From August 2020, the start of the recovery, to March 2022, when it finally brought its emergency program to a close, the Fed had monetized over $2 trillion of U.S. federal debt and mortgage-backed securities. Only, when prices were 8 percent higher than a year earlier did the Fed make a single, almost symbolic, 25 basis point increase in its policy rate. It then hinted that it might increase rates at least a quarter point at each of its next six policy meetings and would soon begin reducing its balance sheet, letting its holding of treasuries and mortgage-backed securities run off at maturity.

Even with these actions, the Fed remains well behind the curve in addressing the country’s inflationary surge and it remains unclear about its policy going forward. There is increasing chatter among FOMC members regarding the need to move more aggressively, and today they raised rates by 50 basis points, and there is a hint of similar increases in rates and reductions in its balance sheet. Unfortunately, there remains no defined path forward, and the public remains uncertain. Questions include: 

• At what pace will the Fed raise rates? 

To what level will it raise them? 

And at what pace will it shrink its balance sheet? 

Would such actions cause a recession? 

Will the Fed allow the unemployment rate to rise significantly if necessary to  break inflation? 

Obviously, the Fed cannot answer all these questions, but it can and should do a great deal more to reduce some of the uncertainty around its policy choices. 

Policy Forward and Fed Resolve

The Fed has limited options going forward if it wishes to bring inflation back toward 2 percent or lower. It must move its policy rate up, perhaps toward 4 percent. This would be a significant tightening of policy. It must also reduce the size of its balance sheet and its staff should provide an estimate of the pace this might be done without causing an unmanageable liquidity crisis. 

It should implement such actions in a deliberate manner. For example, it might raise its policy rate to 2-1/4 percent by August. Given that this would represent a significant rate of change in policy, it could pause policy through September, allowing the lagged effects of the initial increases to play out. Depending on how quickly inflation is slowing, the Fed could re-calibrate its actions. If, for example, inflation was modestly but concretely trending down, it might conclude that it can meet its objective without further tightening and in doing so avoid a recession.

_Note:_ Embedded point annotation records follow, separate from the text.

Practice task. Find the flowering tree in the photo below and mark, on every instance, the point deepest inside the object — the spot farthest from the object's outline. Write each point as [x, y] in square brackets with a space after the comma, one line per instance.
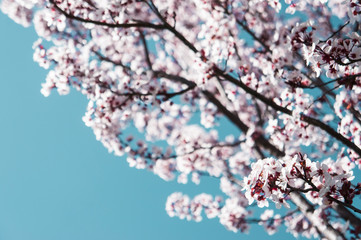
[179, 71]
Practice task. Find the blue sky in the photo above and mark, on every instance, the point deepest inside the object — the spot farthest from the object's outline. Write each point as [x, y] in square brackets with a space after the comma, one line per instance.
[58, 183]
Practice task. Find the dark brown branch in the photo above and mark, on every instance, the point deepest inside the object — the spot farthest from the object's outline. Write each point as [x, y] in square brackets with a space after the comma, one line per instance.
[136, 23]
[310, 120]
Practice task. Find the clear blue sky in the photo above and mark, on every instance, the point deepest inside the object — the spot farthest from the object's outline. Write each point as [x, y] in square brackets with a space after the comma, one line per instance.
[58, 183]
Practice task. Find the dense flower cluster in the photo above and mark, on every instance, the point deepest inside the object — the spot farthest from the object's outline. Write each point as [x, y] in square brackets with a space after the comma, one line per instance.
[237, 90]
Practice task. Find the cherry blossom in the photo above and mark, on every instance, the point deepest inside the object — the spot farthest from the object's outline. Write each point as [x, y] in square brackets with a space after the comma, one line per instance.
[261, 95]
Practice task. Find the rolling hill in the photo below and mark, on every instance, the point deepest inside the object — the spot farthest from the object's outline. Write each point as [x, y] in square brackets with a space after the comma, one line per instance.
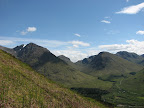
[52, 67]
[106, 65]
[21, 86]
[127, 92]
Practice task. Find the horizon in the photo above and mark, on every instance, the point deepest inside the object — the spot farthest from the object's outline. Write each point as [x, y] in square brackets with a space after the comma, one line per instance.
[76, 29]
[78, 60]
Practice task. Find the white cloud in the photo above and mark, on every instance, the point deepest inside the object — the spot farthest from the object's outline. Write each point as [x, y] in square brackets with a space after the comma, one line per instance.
[132, 9]
[6, 42]
[29, 29]
[131, 46]
[107, 17]
[79, 43]
[105, 21]
[78, 35]
[140, 32]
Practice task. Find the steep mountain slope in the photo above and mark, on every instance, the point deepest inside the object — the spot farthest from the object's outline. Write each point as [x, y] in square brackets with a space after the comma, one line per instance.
[106, 64]
[20, 86]
[8, 50]
[44, 62]
[132, 57]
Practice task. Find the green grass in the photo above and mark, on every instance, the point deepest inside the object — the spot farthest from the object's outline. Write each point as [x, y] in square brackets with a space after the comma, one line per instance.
[128, 91]
[22, 87]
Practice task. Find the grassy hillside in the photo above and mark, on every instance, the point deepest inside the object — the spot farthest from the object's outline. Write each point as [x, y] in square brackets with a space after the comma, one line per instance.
[20, 86]
[44, 62]
[106, 64]
[128, 91]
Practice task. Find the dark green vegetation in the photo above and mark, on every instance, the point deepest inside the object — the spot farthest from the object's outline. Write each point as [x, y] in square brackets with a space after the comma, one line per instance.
[52, 67]
[109, 78]
[128, 91]
[132, 57]
[21, 87]
[106, 64]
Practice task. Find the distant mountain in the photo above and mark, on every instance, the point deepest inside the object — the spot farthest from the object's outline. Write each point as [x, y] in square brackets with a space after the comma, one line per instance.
[8, 50]
[106, 64]
[56, 69]
[66, 59]
[22, 87]
[132, 57]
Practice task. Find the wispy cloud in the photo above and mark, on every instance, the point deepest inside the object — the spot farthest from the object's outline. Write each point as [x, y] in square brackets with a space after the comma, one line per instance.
[43, 42]
[6, 42]
[132, 9]
[130, 46]
[79, 43]
[29, 29]
[140, 32]
[78, 35]
[105, 21]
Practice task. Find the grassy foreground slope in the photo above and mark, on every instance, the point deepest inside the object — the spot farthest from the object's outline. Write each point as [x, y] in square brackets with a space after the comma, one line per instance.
[128, 92]
[20, 86]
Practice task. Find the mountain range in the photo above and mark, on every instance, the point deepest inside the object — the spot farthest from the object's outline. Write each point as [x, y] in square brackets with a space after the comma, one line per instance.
[105, 71]
[22, 87]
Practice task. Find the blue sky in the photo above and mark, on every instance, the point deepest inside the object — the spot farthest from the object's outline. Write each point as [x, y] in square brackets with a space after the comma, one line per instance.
[74, 28]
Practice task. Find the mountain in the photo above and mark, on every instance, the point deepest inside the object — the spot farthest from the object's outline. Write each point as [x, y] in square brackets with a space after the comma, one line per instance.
[132, 57]
[21, 86]
[52, 67]
[107, 65]
[8, 50]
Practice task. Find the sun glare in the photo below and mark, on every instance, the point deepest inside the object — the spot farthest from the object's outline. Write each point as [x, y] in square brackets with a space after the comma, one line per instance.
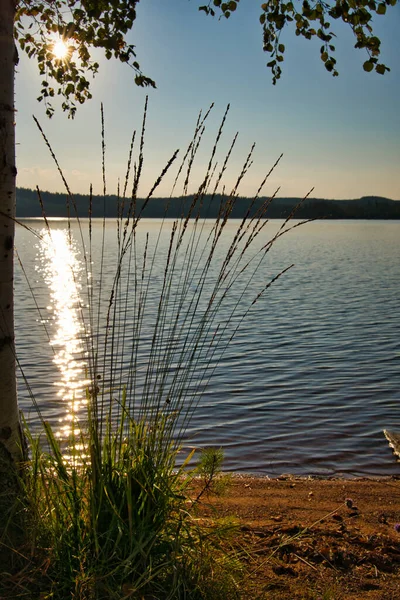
[60, 50]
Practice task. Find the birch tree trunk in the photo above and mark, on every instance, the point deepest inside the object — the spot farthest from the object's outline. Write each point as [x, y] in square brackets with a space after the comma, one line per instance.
[10, 440]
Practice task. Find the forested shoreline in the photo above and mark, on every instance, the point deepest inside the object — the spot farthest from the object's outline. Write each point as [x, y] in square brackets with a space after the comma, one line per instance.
[59, 205]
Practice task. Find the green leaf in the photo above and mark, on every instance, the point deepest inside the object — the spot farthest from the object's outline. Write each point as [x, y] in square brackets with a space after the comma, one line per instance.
[368, 66]
[381, 69]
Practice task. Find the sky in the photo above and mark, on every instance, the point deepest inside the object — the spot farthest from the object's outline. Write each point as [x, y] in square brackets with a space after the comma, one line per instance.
[340, 136]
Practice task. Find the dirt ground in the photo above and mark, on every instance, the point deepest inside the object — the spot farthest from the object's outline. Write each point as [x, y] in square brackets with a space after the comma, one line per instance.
[314, 539]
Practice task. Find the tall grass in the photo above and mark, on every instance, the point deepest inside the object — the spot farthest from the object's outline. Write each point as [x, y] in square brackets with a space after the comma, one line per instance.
[115, 519]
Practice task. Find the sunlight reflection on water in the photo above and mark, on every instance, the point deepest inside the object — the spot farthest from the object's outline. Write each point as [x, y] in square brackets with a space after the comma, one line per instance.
[60, 266]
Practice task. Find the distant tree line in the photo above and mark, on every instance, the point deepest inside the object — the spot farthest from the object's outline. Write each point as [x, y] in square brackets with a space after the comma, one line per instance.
[59, 205]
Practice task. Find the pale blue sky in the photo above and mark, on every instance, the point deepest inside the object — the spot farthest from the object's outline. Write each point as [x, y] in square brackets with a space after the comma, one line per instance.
[338, 135]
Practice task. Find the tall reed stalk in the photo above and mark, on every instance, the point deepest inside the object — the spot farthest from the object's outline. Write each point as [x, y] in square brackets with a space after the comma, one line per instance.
[116, 519]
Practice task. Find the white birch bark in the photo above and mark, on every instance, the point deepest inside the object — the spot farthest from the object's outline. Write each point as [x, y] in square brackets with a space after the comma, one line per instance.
[9, 414]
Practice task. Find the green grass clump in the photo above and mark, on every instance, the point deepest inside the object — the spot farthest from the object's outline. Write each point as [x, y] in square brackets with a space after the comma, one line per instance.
[108, 513]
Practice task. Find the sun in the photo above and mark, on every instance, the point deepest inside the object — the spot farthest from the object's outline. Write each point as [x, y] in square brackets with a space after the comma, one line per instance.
[60, 50]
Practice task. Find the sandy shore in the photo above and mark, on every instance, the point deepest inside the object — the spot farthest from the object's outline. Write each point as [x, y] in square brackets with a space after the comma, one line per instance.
[316, 539]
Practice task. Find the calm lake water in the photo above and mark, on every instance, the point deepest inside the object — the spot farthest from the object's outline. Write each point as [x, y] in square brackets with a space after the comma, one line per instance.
[306, 386]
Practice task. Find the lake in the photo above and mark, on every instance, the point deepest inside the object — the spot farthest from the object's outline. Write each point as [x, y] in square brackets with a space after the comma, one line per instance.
[308, 383]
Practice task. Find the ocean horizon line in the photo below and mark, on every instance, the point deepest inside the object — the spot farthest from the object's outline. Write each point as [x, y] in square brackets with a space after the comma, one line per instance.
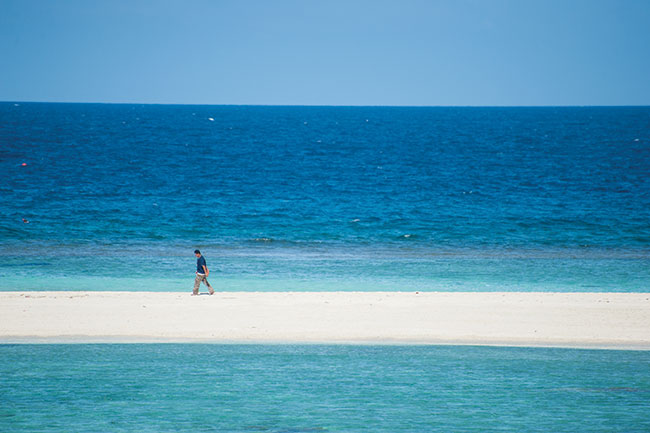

Alternatively, if during the pause inflation continues substantially above the target rate, the Fed will be justified in tightening policy (rate increase and balance sheet reductions), knowing that such actions would likely increase unemployment and cause recession. The goal for following such a policy path would be to act aggressively but then to allow time for assessing its effects. Once the economy begins to slow, the Fed will come under enormous pressure to reverse policy regardless of whether inflation is in retreat. While it is never easy to know when to change a policy stance, the Fed must resist pressure to reverse course too quickly. It must avoid easing policy before inflation is convincingly under control and well below its current rate of 8.5 percent. Only when this is accomplished, should the Fed begin to lower rates from constraint to a more neutral policy.

Whatever policy path the Fed chooses to end inflation, it must do so with balance and just as importantly with resolve.

Summary

The U.S. is experiencing the worst inflation in over 40 years. The pandemic was a factor but not the cause of 8.5 percent inflation; that was the doing of the federal government and the Fed. It’s too high now to be smothered easily or painlessly but it can be addressed if the country commits to doing so. It will require policy discipline and it may involve a temporary increase in unemployment and perhaps a recession. But one other thing history teaches is that the sooner we address this inflation problem, the less we will ultimately suffer higher unemployment and lost wealth.